Hi Bernard,
2010/5/12 Bernard Duggan <
ber...@m5net.com>:
> Hi Mazen,
> Our setup kind of has the opposite requirement - if either the worker or
> the gen_server that spawned it crash, both should crash out (sorry, that
> probably wasn't very clear in my initial post). That's why initially a
> straight spawn_link to create the worker looked so attractive - errors
> propagate between the gen_server and worker, both are cleaned up, and the
> gen_server's supervisor just restarts the gen_server (which is what we
> want). That, though, would require us to handle the EXIT message from the
> worker in the gen_server if the latter turned on trap_exit (which it seems
> like it needs to). It's not a huge problem, just seems like something we
> should be able to avoid.
I'm currently facing a similar situation (not exactly alike, but alike
enough) and got tripped up by the need to trap_exit if you want to run
terminate/2 on shutdown.
What I'm starting to realize is that linking should as much as
possible, ONLY be used withing the OTP supervision tree context... and
monitors should be used for everything else. I've not seen this
written anywhere, but I've come to discover that there are OTP ways to
work around the scenario you're describing. Managing it any other way
will break in some way within OTP.
Now i'm experimenting with depending on the various supervisor restart
strategies, children restart types and restart frequencies, monitors,
etc.
- You want a gen_server to spawn a worker, and both should be
restarted if any of the other goes down... What to do is this (forgive
the ascii art!):
[root_sup] % root_sup should use a one_for_all restart strategy
|
[gen_server, worker_sup] % worker_sup should be simple_one_for_one,
MaxR = 0, MaxT=10
|
[worker(s)] % this should be a permanent child.

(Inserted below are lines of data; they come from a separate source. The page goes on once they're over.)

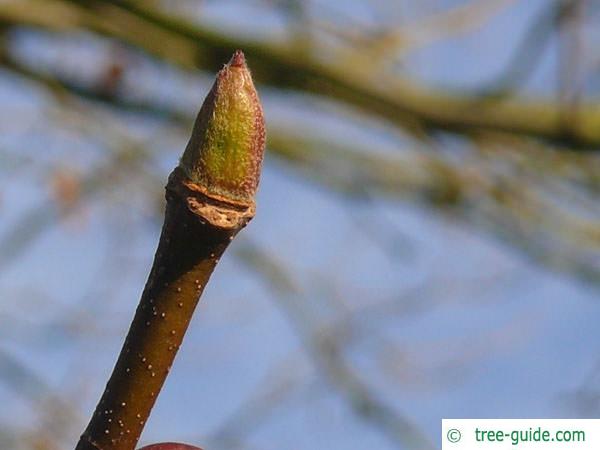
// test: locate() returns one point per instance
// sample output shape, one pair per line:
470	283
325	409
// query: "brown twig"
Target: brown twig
210	198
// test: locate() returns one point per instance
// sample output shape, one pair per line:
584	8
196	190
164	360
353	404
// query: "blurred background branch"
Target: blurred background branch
402	168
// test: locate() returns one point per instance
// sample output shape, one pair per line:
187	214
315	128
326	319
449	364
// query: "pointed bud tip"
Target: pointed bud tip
225	152
237	60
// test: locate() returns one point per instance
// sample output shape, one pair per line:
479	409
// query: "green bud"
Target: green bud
224	154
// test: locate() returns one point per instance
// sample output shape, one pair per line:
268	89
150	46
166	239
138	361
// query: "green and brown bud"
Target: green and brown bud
224	154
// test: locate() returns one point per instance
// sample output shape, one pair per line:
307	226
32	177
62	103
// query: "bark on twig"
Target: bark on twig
202	217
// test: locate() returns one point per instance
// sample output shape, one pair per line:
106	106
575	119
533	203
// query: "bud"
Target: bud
224	154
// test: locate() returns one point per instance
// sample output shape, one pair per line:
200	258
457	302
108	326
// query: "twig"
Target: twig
210	198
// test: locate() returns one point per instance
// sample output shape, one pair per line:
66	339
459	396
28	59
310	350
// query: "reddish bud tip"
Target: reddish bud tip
238	59
225	153
170	446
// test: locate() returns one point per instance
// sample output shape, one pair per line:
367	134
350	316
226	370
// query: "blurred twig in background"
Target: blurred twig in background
520	165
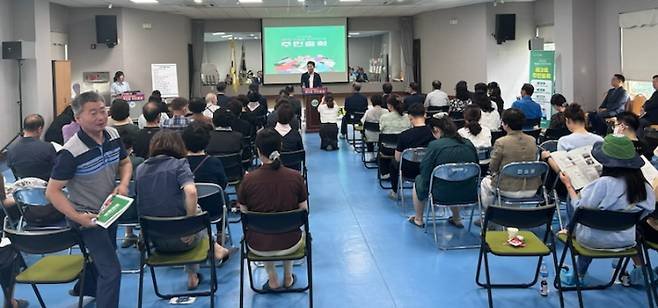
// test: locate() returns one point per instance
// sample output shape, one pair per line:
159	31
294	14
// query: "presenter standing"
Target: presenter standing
119	85
311	79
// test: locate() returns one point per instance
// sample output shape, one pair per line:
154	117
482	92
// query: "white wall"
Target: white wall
509	63
453	52
8	77
219	53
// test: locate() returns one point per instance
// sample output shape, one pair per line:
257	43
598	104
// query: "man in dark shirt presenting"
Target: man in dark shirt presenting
31	157
354	103
650	116
419	135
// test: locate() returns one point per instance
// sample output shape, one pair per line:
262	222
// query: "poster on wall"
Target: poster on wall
542	77
164	77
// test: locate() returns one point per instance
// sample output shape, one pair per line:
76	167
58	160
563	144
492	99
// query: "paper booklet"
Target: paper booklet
582	168
112	208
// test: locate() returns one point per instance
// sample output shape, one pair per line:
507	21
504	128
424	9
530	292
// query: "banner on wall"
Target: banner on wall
542	77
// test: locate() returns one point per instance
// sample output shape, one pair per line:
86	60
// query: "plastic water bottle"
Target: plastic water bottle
543	287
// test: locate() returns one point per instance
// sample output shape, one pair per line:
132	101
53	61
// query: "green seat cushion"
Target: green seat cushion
296	255
497	242
53	269
584	251
195	255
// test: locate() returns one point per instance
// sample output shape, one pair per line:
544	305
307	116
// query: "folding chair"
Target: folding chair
408	157
176	227
467	174
50	269
524	171
371	127
604	221
385	151
495	242
212	201
276	223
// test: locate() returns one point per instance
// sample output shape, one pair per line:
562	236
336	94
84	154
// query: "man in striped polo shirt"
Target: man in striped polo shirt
87	166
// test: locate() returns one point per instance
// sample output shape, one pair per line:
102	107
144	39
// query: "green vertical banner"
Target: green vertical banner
542	77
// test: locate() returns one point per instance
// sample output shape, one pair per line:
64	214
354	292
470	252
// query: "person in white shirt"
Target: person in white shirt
478	134
436	98
119	85
328	127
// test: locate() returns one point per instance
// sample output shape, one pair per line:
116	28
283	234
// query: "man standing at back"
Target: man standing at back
531	110
31	157
356	102
87	166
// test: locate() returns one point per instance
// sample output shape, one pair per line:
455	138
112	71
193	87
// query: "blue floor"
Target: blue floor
365	254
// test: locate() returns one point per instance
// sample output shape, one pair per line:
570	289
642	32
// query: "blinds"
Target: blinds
639	44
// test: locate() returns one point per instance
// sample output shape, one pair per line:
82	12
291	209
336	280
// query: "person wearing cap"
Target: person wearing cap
621	187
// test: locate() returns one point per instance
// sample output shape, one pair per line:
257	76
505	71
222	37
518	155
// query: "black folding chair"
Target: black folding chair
495	242
604	221
276	223
368	127
386	152
176	227
49	269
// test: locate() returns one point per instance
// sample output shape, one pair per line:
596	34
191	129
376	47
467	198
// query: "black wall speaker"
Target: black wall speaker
106	30
505	27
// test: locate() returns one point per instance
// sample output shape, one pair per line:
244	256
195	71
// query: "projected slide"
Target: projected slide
287	49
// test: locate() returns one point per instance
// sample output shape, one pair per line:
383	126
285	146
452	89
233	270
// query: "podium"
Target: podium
311	110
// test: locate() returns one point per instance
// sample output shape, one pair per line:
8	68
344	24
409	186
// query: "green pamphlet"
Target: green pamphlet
112	208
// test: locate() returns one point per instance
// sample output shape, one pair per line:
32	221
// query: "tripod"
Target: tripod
20	104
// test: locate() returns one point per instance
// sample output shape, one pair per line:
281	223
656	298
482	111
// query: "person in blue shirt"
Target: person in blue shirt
530	108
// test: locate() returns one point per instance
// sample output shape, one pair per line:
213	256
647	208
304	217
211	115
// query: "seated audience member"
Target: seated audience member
419	135
650	108
222	99
121	121
151	114
514	147
254	111
29	156
436	98
223	140
237	123
479	135
531	110
197	108
272	117
627	125
273	188
165	188
162	107
460	101
489	117
205	168
54	132
448	148
211	105
372	115
393	122
414	97
179	120
495	95
621	187
290	138
294	102
614	102
354	103
328	127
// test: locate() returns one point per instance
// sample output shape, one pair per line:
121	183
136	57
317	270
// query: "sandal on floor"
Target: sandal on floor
294	279
457	224
200	279
412	220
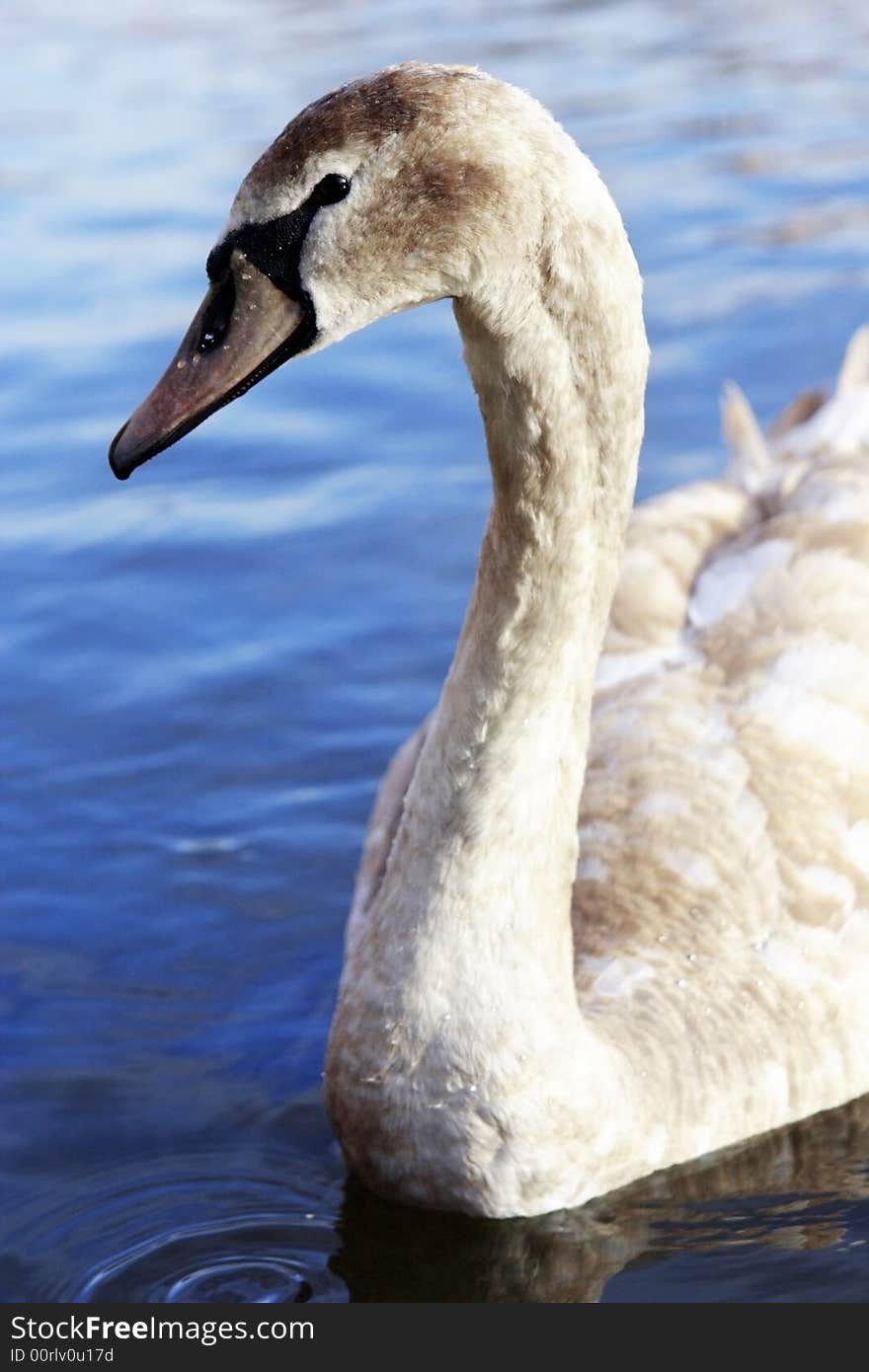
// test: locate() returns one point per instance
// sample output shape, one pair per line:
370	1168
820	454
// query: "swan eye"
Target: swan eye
331	190
215	319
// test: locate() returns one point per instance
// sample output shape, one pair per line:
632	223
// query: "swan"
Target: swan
612	910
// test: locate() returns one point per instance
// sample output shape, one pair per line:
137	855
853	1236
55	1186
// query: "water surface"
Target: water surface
206	670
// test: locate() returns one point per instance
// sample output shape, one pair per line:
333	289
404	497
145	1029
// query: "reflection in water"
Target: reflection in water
206	671
784	1195
788	1210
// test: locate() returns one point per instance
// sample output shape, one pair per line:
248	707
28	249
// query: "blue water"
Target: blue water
206	670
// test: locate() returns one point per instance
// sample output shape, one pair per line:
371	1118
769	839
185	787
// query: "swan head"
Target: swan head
393	191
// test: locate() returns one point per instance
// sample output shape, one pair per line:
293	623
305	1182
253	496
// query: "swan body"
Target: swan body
612	910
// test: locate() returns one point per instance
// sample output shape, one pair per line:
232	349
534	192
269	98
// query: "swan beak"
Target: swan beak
242	331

To complete the above, establish a monitor (erlang:monitor/2) b/w
gen_server and worker pid after the supervisor:start_child(worker_sup,
[]) call.
The above tree will work as you want, though it introduces root_sup
and worker_sup.
- If gen_server crashes, worker_sup will also crash and restart, thus
taking down and restart worker(s)?
- Since the gen_server is monitoring the worker, it will recieve the
'DOWN' message when the worker goes down and you can then {stop,
Reason} from the gen_server. Also, the worker restart frequency is
zero times in 10 seconds, so it will not be restarted by its
supervisor, untill the gen_server has died also, taken them all down
and they're all restarted by the root_sup.
I have tried it out, and it works nicely too.
The question i have for you though, is:
Does every gen_server just spawn a single worker process or can it
spawn multiple workers? If multiple, what happens to the rest if one
dies? (I'm assuming the answer to this is one gen_server, one worker)
Hope that helps.
cheers,
Essien